OpenClaw is the gorilla. 354k stars, 50+ messaging adapters, a massive community skills marketplace (13,700+ skills on ClawHub). But its security track record is rough — 138 CVEs documented in 63 days, 42,000+ instances found exposed on the public internet, and malicious skills turning up in the supply chain. If you need the biggest ecosystem and broadest platform support, OpenClaw is it. If you care about security, maybe hold off.

NanoClaw went the opposite direction — deliberately minimal, container-isolated, security-first. About 15 source files total. It runs each agent in its own container, which solves the RCE problem that plagues OpenClaw. The trade-off is it's Claude-only, has no plugin marketplace, and the ecosystem is tiny. For people who want a locked-down Telegram bot and nothing else, it's a solid pick.

Claude Code and Cline are coding tools, full stop. Best-in-class IDE integration, but no messaging gateway, no always-on service, no multi-platform support. They're solving a completely different problem. Comparing Hermes to Claude Code is like comparing a Swiss Army knife to a scalpel — different tools for different jobs.

Aider deserves a mention as the most mature terminal coding agent (35 months old, rock solid), but it's coding-only with zero general agent capabilities.

The honest takeaway from this chart: Hermes doesn't win on any single row.

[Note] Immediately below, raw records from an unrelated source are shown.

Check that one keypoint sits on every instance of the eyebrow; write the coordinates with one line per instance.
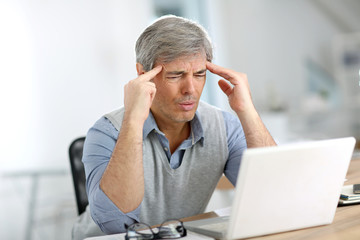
(182, 72)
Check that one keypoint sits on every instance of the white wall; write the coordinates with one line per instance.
(64, 66)
(270, 41)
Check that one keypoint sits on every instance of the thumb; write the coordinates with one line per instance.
(225, 87)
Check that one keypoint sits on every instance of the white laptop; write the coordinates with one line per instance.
(283, 188)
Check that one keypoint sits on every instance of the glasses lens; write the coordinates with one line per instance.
(139, 231)
(171, 229)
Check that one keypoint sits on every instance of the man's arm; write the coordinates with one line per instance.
(123, 179)
(240, 101)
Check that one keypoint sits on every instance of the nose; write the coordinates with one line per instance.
(188, 85)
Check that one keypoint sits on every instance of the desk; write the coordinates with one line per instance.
(346, 224)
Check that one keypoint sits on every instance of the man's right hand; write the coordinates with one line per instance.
(139, 94)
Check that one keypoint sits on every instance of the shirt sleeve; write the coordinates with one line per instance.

It doesn't have OpenClaw's platform breadth, NanoClaw's security posture, Claude Code's IDE integration, or Aider's maturity. What it has is the only native learning loop in the bunch, and the only research lab behind it that's feeding agent behaviour back into model training. That's a bet on trajectory rather than current state.

The cracks

Seven releases in four weeks is a pace that should make anyone nervous.

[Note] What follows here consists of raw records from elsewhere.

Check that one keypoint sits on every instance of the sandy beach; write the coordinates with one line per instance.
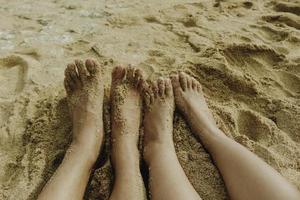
(246, 55)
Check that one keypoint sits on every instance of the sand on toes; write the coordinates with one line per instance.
(158, 117)
(190, 100)
(84, 87)
(126, 111)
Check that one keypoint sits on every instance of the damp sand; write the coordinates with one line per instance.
(245, 54)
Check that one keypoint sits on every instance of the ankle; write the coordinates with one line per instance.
(83, 154)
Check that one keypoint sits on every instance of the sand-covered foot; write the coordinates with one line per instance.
(126, 115)
(84, 87)
(191, 102)
(158, 119)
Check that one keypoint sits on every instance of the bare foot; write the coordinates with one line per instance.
(126, 111)
(84, 87)
(191, 102)
(158, 119)
(125, 118)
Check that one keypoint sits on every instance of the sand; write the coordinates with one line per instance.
(246, 54)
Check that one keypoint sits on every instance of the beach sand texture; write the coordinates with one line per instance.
(246, 54)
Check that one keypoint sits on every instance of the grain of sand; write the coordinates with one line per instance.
(246, 54)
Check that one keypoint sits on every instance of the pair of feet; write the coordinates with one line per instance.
(84, 86)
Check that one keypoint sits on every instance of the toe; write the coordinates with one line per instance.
(194, 84)
(161, 87)
(189, 82)
(118, 74)
(71, 72)
(92, 67)
(142, 86)
(82, 71)
(68, 85)
(183, 80)
(146, 92)
(199, 87)
(130, 73)
(138, 76)
(154, 88)
(175, 81)
(169, 89)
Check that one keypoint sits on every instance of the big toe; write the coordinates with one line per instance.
(82, 71)
(92, 67)
(175, 82)
(118, 74)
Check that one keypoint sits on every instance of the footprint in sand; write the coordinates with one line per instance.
(288, 7)
(288, 19)
(13, 75)
(253, 127)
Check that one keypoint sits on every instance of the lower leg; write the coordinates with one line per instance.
(126, 112)
(167, 178)
(246, 176)
(71, 178)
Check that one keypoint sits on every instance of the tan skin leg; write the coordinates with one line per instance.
(126, 114)
(83, 83)
(246, 176)
(167, 178)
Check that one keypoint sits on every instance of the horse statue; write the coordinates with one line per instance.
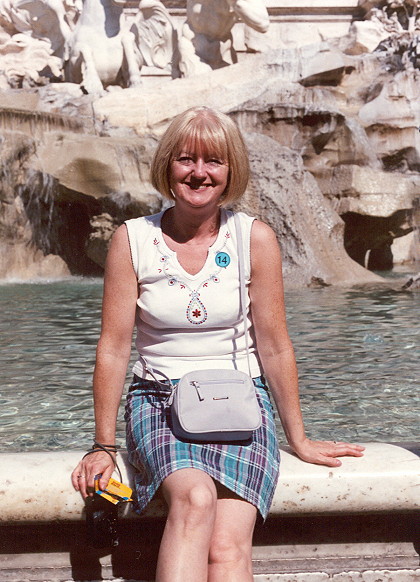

The v0.8.0 release introduced a gateway crash on every incoming message — a request_overrides None reference that broke all messaging platforms. Multiple people reported it the same day. That's what happens when you ship 209 merged PRs in a single release.

The security situation is worse. On the day I looked, multiple security issues had been filed: missing security headers, plaintext SQLite storage, ReDoS risk, session fixation, no rate limiting on the API server. And the big one — unauthenticated remote code execution via the SMS webhook because Twilio signature validation wasn't implemented. For a tool that can run terminal commands on your machine, that's not a minor oversight.

The codebase shows the strain too. run_agent.py is 9,200 lines. cli.py is 8,500. gateway/run.py is 7,500. These are enormous single files. The docstrings acknowledge it — noting these modules "were previously embedded in a 3,600-line run_agent.py" — so there's been refactoring, but the core files are still massive.

86% of all commits come from one person (teknium1). That's a concentration risk for a project with 52K stars and people running it as an always-on service.

Who should pay attention

If you want an AI coding assistant, use Claude Code or Cline. Hermes isn't that.

If you want an always-on AI agent that connects to your messaging platforms, learns from its own completions, runs on your own infrastructure, and works with whatever LLM provider you prefer — Hermes is the most ambitious attempt at that in open source right now.

Self-hosting enthusiasts will love it. Researchers who want to study agent behaviour with their own models will love it. People who want their AI assistant in Telegram rather than a terminal will love it.

But you're adopting a two-month-old project that's iterating at breakneck speed, has real security gaps, and depends heavily on a single maintainer. The trajectory is impressive. Whether the foundations can hold up under this growth is the open question.

If Nous Research can slow down just enough to shore up the security model and break apart those massive files, this could end up being the definitive open-source agent framework. Right now it's a rocket that's still being welded together mid-flight. Thrilling to watch. Maybe wait a version or two before you point it at anything sensitive.